I’ve been trying to become more effective and efficient as a person. This isn’t always my top priority at any given point in time, maybe because it’s not a very natural way of thinking for me. In fact I have some aversions to it, which might be worth examining in a separate post.

That said, when I do find myself in the right headspace for thinking about it, I tend to find that the #1 bottleneck in my life is sleep. When I’ve been sleeping well, I am clear-headed, make better decisions and so on. When I’ve been sleeping poorly, I am sloppier, think less clearly, make worse decisions. So. If I want a good life – and I’d like to think that I do, whatever that means specifically – I should sleep better.

So what is the general quality of my sleep, and why isn’t it great to begin with? There are some legacy issues here. I consistently have a habit of staying up really late, and sleeping late as a consequence.

I’ve experimented with a range of hypotheses to explain this. One particularly sticky one right now is that I like to stay up late because a lot of my favorite people tend to come online around 4am Singapore time. But… I could hypothetically hang out with them simply by going to bed early and waking up early, and talking to them at 6am. So why not do that instead?

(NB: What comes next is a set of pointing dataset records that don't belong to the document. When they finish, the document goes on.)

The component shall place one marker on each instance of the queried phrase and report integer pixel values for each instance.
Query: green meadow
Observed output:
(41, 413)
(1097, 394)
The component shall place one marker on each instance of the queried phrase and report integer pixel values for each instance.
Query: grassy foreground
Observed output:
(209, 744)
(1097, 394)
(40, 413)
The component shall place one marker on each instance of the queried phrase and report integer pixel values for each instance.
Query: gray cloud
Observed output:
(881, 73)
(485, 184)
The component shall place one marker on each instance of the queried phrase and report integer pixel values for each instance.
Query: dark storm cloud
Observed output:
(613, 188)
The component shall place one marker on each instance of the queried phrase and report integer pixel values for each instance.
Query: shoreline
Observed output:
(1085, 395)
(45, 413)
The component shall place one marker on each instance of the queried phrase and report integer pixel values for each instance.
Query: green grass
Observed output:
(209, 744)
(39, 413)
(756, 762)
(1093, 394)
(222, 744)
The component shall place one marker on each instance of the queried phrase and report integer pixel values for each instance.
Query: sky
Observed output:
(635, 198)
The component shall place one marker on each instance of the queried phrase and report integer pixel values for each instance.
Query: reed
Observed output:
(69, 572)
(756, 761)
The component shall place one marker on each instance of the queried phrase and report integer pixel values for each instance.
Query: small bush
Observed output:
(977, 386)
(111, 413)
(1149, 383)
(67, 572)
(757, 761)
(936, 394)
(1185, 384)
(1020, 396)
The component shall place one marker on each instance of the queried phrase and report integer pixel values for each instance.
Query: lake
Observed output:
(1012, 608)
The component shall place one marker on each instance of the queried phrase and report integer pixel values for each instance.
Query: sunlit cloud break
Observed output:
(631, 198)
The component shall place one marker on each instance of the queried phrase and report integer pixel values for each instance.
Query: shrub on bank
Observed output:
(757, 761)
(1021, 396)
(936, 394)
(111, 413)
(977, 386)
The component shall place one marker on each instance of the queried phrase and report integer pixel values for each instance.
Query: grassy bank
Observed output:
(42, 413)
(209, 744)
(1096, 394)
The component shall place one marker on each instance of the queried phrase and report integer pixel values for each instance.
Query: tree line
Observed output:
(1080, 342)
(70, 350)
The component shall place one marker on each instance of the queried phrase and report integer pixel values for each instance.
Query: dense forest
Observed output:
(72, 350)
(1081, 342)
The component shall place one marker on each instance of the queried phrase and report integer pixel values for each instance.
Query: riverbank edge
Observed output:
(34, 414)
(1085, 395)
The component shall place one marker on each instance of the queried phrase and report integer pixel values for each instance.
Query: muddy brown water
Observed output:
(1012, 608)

Well, to wake up at 6am, I would have to go to bed at something like 10pm. Why am I not doing that? I often don’t feel sleepy at 10pm, I find myself saying. Why? Because… I wake up late to begin with. It seems like an endless cycle and I’m not sure that I can go back to the start.

One thing I do know is that I used to stay up late all the time as a teenager. Why did I do that? Well, back when I used to live with my parents, in their house, late nights seemed like the only time that I could have to myself. When everyone else was asleep, and the world was quiet, and the internet seemed faster. I wonder if I romanticize that somewhat. I used to have to go to school early in the morning, and going to bed even earlier (say, 8pm?) seemed like a socially strange thing to do, considering mealtimes and whatnot.

Well, that limitation no longer applies. I am now free to go to bed at whatever time I please, and wake up whatever time I please.

I left my job at the end of June 2018. At the time, I was typically sleeping around 1-2am, and waking up I think around 10am-ish. I would often go to work at about 11 or 12. Even then, I wasn’t very happy with how my sleeping habits were. I would love the days when I woke up early and got to office early, but most of the time I was reaching work at around lunchtime. (Being just slightly ahead of lunchtime felt a little wasteful, since I wouldn’t be able to get substantial chunks of work done knowing that lunch was 30 minutes away. I really enjoyed lunchtime with my colleagues. I always felt bad if I was late and missed the window when everyone else was eating and talking.

So why didn’t I “fix my sleep” (is this the wrong sort of language to be using?) when I still at work? Well… I tell myself that I felt tired and overwhelmed all the time. There was a lot of work to do and I never felt like I was “on top” of it. Looking back now, I realize that it’s not really possible to ever truly feel “on top” of everything. But I don’t know if that was something I could’ve appreciated at the time. I might have had to leave in order to develop a broader, bigger perspective on things.

Looking back I feel like even when I tried my best, I was never quite fully able to… “get out of my head” and see the big picture, re: how I was spending my time and energy. When I was a child I hated school timetables and homework and so on, and I had a scarcity mindset. At some level I felt like my time wasn’t mine. This stuff is really… something. There are questions here about autonomy and agency and debt. We’re 740 words in and I haven’t talked about the nightmares.

So… it’s a thing, I seem to get nightmares sometimes when I sleep early. And I seem much less likely to get them if I basically put off sleep until I’m exhausted. And the story I’m telling myself here is, I think I have been avoiding sleep because I’m subconsciously trying to avoid the nightmares. I had one two days ago when I tried to sleep early. The thing is, the nightmare doesn’t even feel very relevant anymore. It feels outdated. It feels like it was something that maybe was trying to protect me 10+ years ago.

So here’s what I’m thinking: my subconscious flinch, fear, aversion of nightmares – which I’ve never really properly articulated, I think because it sounds silly – is the bottleneck that keeps me from sleeping well, which is the bottleneck that keeps me from living well. So here’s how I’m choosing to approach it moving forward. I welcome the nightmares. I encourage the nightmares. Come at me, nightmares, and let me love you. I’m going to do a bunch of reading about nightmares, and I’m going to do the meditation and the breathing exercises and the reflection and journaling and whatever it takes to face this head on.

I’m pretty excited, actually. I hope I’m right. There’s a chance I might be wrong. But whatever the case, simply having some sort of working hypothesis to play with is making me feel less helpless, less overwhelmed. I feel like I have some sort of strategy now. Maybe this feeling is itself a kind of false hope. But let’s roll with it and see what happens.